妹に許婚を奪われたら、冷徹CEOに激愛を注がれました~入れ替え婚!?~
 風呂から上がった二人は、再び身を寄せ合うようにして座る。

 円香は何を言われても全部受け止めようと心に決め、彰史が語りだすのを静かに待った。

「俺の母親は身寄りのない人でな。早くに親を亡くし、兄弟もなく、近しい親戚もいなかったらしい。父親も親戚とは疎遠になっていたから、父と母と俺の三人だけの家族で暮らしてきたんだ」

 初めて自分の家族のことを語る彰史の声は、凪いだ湖のようにとても静かな声だ。それは感情をそぎ落としたナレーションのようでいて、でも、少しの哀愁も含んでいる。

 ともすれば、外の闇に溶け消えてしまいそうなその声を、円香は決して聞き漏らすまいと、より一層集中して耳を傾ける。
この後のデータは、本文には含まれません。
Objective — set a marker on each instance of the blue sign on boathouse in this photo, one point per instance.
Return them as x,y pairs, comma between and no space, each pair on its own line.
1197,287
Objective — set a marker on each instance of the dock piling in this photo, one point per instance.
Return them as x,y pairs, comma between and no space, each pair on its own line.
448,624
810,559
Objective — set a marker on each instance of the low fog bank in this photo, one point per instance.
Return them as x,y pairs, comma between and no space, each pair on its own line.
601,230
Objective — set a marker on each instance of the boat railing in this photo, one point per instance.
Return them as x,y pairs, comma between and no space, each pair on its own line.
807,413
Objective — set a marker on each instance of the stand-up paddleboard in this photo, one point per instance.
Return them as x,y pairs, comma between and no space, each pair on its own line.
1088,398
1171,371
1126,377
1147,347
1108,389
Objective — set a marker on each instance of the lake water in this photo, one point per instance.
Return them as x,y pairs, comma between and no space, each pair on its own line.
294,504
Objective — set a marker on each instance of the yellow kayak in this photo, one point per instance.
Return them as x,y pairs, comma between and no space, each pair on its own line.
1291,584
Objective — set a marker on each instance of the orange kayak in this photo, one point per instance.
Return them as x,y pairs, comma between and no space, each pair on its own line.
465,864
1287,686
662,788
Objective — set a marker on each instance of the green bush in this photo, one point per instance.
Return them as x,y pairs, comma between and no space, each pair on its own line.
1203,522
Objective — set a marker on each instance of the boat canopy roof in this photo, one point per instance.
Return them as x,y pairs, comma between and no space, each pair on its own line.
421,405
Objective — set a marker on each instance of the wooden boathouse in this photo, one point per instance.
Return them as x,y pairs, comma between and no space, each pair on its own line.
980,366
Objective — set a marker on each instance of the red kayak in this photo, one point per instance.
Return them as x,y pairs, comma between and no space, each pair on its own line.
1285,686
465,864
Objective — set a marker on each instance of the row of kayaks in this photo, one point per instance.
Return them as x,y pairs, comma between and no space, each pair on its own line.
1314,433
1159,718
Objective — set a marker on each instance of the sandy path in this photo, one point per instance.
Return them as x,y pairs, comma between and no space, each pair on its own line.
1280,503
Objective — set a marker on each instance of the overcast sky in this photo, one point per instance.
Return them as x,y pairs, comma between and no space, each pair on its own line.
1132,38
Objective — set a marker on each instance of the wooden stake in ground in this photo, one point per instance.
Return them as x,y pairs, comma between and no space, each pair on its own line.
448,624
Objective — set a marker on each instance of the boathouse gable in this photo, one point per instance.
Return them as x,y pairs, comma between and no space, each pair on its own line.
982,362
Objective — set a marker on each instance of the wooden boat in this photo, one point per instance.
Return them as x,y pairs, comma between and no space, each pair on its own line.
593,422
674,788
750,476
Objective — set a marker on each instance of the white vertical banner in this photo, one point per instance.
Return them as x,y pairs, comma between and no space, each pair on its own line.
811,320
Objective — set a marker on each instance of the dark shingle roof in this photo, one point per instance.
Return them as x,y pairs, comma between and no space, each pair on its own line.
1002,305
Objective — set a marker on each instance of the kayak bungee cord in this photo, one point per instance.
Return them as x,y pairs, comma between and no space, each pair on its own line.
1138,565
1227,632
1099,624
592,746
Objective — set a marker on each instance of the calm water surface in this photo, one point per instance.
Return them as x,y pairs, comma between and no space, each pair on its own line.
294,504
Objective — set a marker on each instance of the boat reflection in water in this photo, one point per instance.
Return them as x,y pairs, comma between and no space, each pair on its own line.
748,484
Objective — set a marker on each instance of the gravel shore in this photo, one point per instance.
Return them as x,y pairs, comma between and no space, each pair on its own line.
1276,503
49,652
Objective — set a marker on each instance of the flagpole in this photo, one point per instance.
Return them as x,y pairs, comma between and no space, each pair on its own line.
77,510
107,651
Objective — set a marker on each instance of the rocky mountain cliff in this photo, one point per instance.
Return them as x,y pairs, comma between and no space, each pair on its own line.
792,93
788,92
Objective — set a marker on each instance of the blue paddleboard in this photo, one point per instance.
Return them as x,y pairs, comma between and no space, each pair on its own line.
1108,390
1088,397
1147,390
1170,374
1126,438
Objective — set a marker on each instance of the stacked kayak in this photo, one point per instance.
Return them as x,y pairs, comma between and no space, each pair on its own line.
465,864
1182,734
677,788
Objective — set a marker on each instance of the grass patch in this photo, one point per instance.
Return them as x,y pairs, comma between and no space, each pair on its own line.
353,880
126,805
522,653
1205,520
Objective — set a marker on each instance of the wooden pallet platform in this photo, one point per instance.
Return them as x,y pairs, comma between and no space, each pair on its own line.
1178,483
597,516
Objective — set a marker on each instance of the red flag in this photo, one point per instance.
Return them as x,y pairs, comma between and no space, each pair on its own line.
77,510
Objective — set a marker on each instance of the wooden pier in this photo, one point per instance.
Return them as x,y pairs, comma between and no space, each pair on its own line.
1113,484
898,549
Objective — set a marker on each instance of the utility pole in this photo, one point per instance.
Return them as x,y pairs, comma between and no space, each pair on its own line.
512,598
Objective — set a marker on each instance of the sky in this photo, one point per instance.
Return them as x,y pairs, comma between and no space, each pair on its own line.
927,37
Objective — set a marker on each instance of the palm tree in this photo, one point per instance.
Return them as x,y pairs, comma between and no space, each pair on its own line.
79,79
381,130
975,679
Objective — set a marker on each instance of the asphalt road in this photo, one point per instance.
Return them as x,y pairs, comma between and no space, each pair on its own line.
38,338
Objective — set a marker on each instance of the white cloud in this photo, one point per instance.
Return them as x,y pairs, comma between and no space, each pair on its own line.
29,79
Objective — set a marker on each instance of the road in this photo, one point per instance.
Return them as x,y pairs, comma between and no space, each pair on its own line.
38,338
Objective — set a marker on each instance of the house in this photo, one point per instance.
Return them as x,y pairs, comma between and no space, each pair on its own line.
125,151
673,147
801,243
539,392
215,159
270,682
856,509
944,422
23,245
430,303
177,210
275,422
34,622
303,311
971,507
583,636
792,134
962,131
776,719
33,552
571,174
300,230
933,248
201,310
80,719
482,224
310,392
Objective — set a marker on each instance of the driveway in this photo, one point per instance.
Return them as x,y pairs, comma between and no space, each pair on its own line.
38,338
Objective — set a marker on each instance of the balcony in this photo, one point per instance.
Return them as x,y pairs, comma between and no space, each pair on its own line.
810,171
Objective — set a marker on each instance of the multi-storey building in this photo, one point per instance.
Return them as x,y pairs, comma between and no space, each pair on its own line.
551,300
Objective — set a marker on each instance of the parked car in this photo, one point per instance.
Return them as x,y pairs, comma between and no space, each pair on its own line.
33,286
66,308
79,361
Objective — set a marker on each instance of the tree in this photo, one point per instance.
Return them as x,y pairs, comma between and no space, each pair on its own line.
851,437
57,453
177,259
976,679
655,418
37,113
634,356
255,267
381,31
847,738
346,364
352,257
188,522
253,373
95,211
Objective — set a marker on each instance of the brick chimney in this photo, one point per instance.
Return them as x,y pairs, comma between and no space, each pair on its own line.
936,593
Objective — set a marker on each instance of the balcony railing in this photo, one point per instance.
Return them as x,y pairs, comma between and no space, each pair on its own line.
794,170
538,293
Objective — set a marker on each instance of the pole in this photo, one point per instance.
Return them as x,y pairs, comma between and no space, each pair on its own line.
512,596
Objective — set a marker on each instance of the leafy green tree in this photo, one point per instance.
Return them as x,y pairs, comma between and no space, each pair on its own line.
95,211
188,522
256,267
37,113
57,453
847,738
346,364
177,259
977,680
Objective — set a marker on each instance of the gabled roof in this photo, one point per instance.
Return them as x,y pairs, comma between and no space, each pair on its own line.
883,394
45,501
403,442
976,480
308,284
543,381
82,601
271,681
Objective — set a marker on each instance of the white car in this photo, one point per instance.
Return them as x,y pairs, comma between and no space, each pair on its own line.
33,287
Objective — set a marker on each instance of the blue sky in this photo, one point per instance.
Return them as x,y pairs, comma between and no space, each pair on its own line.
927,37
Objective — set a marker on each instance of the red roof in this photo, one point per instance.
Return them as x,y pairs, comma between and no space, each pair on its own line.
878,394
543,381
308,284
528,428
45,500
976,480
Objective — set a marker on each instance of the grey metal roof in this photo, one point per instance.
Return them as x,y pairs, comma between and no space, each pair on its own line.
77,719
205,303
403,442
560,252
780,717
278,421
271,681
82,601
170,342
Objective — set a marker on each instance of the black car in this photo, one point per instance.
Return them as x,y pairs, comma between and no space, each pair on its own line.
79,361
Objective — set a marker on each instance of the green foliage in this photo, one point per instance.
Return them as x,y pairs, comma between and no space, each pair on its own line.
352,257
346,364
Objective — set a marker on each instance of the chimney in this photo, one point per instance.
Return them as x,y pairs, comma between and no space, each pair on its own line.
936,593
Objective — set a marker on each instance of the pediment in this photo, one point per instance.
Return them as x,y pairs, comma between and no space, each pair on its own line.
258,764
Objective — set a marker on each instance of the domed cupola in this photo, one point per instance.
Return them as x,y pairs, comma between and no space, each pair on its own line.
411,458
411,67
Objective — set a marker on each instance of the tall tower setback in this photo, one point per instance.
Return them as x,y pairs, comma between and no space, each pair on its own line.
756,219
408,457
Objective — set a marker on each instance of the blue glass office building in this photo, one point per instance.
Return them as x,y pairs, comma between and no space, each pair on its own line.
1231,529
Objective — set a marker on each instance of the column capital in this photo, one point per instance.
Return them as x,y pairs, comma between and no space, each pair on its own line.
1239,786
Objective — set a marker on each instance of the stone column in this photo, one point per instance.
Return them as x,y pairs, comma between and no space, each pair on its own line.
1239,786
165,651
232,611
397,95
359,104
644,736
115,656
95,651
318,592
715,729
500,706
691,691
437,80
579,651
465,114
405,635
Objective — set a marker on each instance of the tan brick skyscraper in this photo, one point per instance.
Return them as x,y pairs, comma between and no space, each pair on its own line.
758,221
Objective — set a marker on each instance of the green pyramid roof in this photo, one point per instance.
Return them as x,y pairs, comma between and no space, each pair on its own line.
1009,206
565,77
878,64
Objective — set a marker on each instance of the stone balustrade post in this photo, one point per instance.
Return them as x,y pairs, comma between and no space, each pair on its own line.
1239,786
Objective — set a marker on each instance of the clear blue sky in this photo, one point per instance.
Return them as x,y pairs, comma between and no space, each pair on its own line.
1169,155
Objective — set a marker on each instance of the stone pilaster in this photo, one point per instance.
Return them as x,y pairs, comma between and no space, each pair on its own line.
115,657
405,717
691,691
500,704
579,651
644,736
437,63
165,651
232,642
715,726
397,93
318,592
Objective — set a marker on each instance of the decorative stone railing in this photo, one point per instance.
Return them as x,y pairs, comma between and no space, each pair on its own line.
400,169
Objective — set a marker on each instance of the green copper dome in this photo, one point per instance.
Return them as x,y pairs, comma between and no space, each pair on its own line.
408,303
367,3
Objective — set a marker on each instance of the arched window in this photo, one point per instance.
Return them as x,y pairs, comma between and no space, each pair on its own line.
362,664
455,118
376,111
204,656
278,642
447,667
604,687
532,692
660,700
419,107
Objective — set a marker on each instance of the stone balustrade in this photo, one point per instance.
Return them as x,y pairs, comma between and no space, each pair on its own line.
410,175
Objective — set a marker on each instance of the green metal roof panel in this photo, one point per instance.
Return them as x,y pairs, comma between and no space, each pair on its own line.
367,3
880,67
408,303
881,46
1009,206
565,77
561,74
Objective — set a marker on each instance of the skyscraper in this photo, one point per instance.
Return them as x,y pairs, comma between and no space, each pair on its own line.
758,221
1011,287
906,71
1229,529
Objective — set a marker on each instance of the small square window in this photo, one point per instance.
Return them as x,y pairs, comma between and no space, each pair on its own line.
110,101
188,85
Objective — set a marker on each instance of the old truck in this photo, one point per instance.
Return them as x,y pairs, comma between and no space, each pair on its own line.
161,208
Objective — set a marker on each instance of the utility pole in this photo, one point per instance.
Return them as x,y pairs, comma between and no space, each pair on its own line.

「父は小さな工場で働いていて、母も家計を支えるために内職をしていた。俺が小学校に上がれば、パートにも出ていた。とてもとても貧しい家だったが、母はいつも笑っていて、たくさんの愛情を注いでくれたから、俺はとても幸せだった」
「素敵なお母さんなんですね」
「ああ、とても素敵な人だったよ。あの頃の母の姿も、そのときの幸せな気持ちもまだ覚えている。だがな……その幸せは長くは続かなかった」
「え?」
「不況の煽りを受けて、父の勤める工場が倒産したんだ。母も働いていたから、すぐに生活に困るということはなかったが、父の再就職先はなかなか見つからなかった。父はそのことに苛立っていたんだろうな。次第に酒におぼれるようになったんだ」
「っ」

 『おぼれる』の言葉に、つらい事実が詰まっているとわかる。そして、それを続く彰史の言葉が肯定する。